A Sangineto, nel Cosentino,  centinaia di persone, giunte in pullman da varie parti d’Italia, hanno manifestato sabato pomeriggio.  Il corteo è stato indetto dopo il caso del cane Angelo torturato ed ucciso da quattro giovani del posto che sono stati denunciati. I manifestanti hanno accolto l’invito lanciato dalle associazioni animaliste Pae e Noita ad “assediare” Sangineto. Hanno esposto durante la manifestazione striscioni in favore degli animali. La polizia li ha accolti in assetti antisommossa nonostante fosse del tutto pacifico lo scopo della manifestazione. Non sono mancati neanche cori in difesa del borgo marinaro, accusato di scarsa sensibilità nei confronti degli animali.

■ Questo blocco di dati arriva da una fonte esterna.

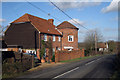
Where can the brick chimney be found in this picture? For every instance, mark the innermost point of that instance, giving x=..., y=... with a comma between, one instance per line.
x=51, y=20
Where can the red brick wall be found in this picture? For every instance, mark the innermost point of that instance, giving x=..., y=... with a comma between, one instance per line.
x=66, y=32
x=68, y=55
x=55, y=43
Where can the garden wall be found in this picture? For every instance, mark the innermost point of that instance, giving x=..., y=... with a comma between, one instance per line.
x=15, y=62
x=68, y=55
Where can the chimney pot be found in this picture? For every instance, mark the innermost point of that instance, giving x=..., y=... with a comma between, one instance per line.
x=51, y=21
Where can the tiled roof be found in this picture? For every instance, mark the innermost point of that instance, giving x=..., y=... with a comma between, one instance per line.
x=44, y=26
x=66, y=24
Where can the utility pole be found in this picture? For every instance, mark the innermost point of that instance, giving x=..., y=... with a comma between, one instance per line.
x=95, y=43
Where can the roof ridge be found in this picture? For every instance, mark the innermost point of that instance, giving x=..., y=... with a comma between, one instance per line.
x=27, y=16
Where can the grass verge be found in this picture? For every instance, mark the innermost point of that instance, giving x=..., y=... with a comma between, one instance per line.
x=77, y=59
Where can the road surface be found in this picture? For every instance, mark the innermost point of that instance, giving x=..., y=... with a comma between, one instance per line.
x=95, y=67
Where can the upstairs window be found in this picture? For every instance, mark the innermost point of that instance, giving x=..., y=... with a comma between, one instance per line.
x=45, y=37
x=53, y=37
x=59, y=38
x=70, y=38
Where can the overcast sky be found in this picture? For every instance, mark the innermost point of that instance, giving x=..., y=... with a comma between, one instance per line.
x=102, y=16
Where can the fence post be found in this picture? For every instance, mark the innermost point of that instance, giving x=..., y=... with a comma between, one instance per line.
x=56, y=56
x=32, y=61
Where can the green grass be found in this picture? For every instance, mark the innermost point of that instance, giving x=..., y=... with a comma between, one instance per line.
x=77, y=59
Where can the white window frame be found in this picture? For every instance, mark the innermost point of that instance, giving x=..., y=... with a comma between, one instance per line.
x=53, y=37
x=72, y=38
x=59, y=38
x=45, y=37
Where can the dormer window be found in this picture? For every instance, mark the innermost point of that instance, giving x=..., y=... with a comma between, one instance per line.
x=59, y=38
x=70, y=38
x=45, y=37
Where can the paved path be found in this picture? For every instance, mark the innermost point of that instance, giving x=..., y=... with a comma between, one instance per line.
x=95, y=67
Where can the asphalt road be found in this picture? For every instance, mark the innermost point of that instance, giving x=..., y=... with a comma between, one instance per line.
x=95, y=67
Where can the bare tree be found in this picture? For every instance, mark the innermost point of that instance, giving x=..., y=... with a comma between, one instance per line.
x=91, y=37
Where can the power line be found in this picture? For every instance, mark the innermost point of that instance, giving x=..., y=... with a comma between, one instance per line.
x=68, y=15
x=43, y=11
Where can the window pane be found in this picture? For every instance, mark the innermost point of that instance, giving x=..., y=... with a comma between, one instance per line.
x=53, y=37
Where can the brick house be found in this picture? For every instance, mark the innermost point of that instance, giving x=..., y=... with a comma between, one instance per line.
x=28, y=31
x=70, y=35
x=103, y=46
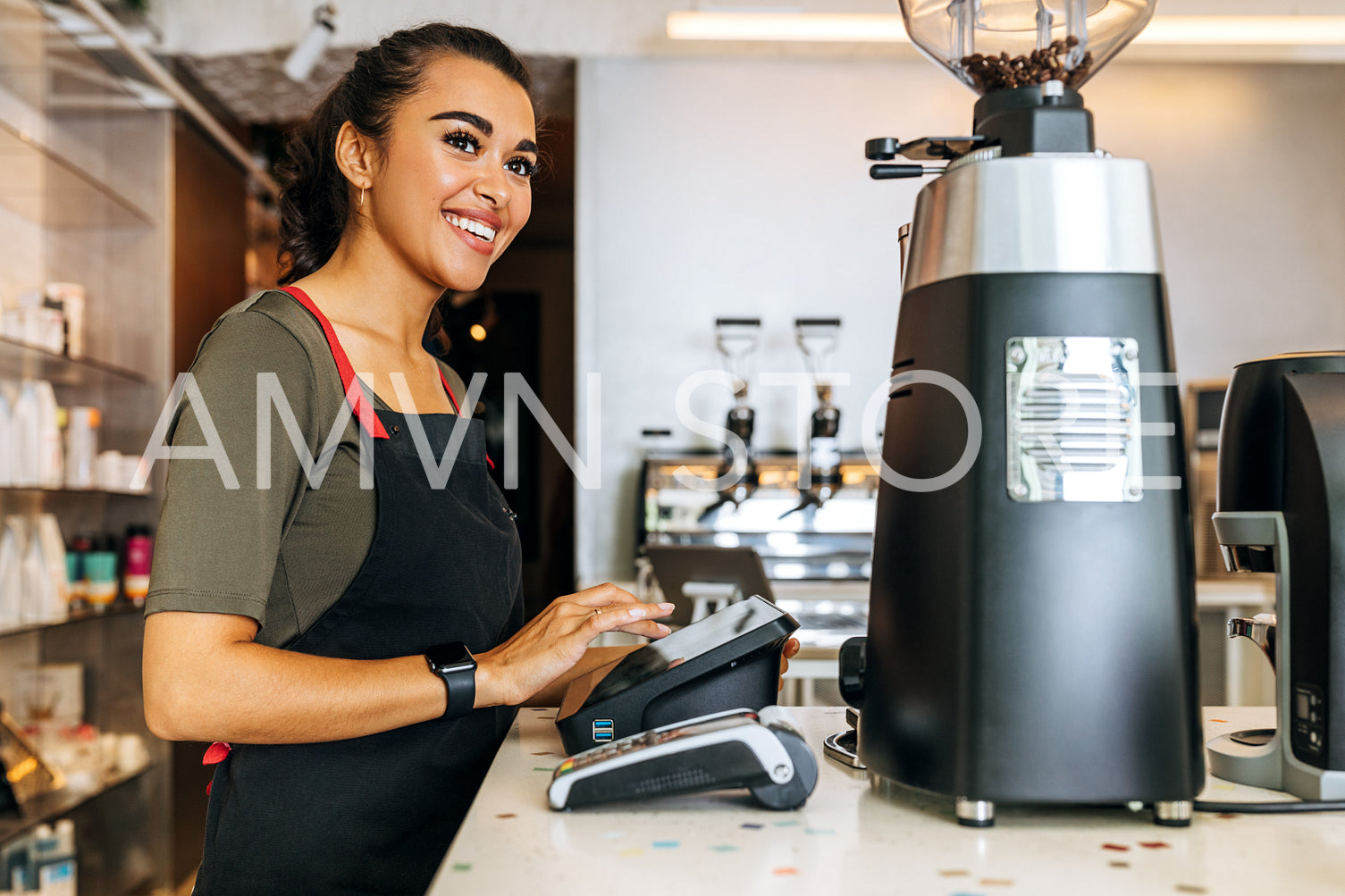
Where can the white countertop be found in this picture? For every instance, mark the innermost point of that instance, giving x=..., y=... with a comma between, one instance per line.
x=855, y=838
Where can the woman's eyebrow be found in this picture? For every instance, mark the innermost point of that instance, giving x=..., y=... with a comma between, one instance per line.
x=484, y=127
x=476, y=121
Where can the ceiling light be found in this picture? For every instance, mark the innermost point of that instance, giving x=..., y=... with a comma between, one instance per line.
x=1244, y=29
x=307, y=51
x=1209, y=29
x=785, y=26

Sangineto blindata e “protetta” dagli agenti in tenuta antisommossa

Settimane fa infatti un servizio delle Iene aveva testimoniato che alcuni concittadini dei quattro giovani minimizzavano l’accaduto. Non sono mancati neanche momenti di tensione quando un gruppo ha cercato di dirigersi verso la parte alta del paese, bloccato dalla polizia, e successivamente quando è stata bloccata la strada statale 18 in segno di protesta. Il corteo è stato infatti autorizzato a ‘sfilare’ solo alla marina di Sangineto. I manifestanti non sono potuti salire in paese e sono stati bloccati a 6 km dal borgo. Gli animalisti, in particolare, hanno chiesto alla classe politica l’inasprimento delle pene previste per chi commette abusi sugli animali.